400GB to Vector Store(s) + Assistant

ShadSuper · October 20, 2025, 5:27pm

We have 400GB of unique, already pared down and filtered data (large genomic). Trying to get this into a Vector Store attached to an Assistant. My understanding is 10K file limit and a 5MB file upload (attach) limit for Vector Stores. This is different than the 512MB limit for “Files”. Is my understanding correct? Is my need to break 400GB into 5MB files will require several Vector Stores to be created and attached to my Assistant due to the 10K file limit? Uploading via the API.

aprendendo.next · October 20, 2025, 5:37pm

Hi.
From what I could find, the limit seems to be 5 million tokens per file.

Limits

The maximum file size is 512 MB. Each file should contain no more than 5,000,000 tokens per file (computed automatically when you attach a file).

ShadSuper · October 20, 2025, 5:52pm

That is the FILES limit which the API will gladly accept a 500MB file. The issue is attaching to the vector store and it needing to be under 5BM based on our tests.

vb · October 20, 2025, 6:06pm

I also checked the documentation for the Assistants API and found this quote in the deep dive section

You can attach a maximum of […] 10,000 files to file_search (using vector_store objects).

Each file can be at most 512 MB in size and have a maximum of 5,000,000 tokens.

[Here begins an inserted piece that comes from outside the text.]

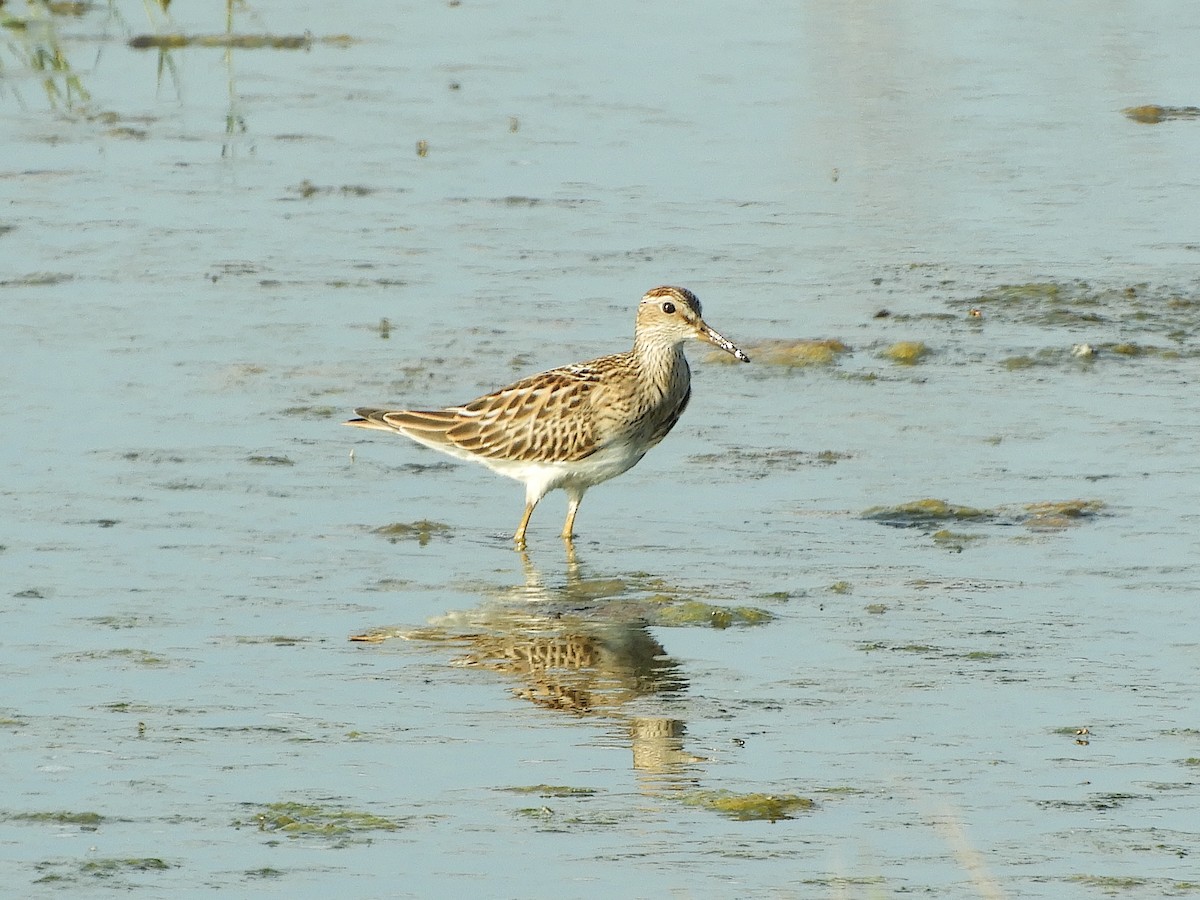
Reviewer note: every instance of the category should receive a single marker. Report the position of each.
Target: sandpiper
(574, 426)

By default, the size of all the files uploaded in your project cannot exceed 100 GB, but you can reach out to our support team to increase this limit.

It appears the bottleneck is actually the 100 GB limitation.

Also, the Assistants API is already deprecated and will be sunset next year. But maybe I misread this part.

Ps. Taking a look at the responses API documentation I think @aprendendo.next did quote the file size limitations for vector stores correct.

aprendendo.next · October 20, 2025, 6:18pm

If you look a little above in that page, the reference belongs to a section about vector stores (which does use files API to feed it):

In the url you can see it more clearly: https://platform.openai.com/docs/guides/retrieval?vector-store-batch-operations=upload#limits

The catch is, it is either 512MB or 5 million tokens, whichever comes first (which is usually tokens in this case). Notice that tokens are a bit different than MB.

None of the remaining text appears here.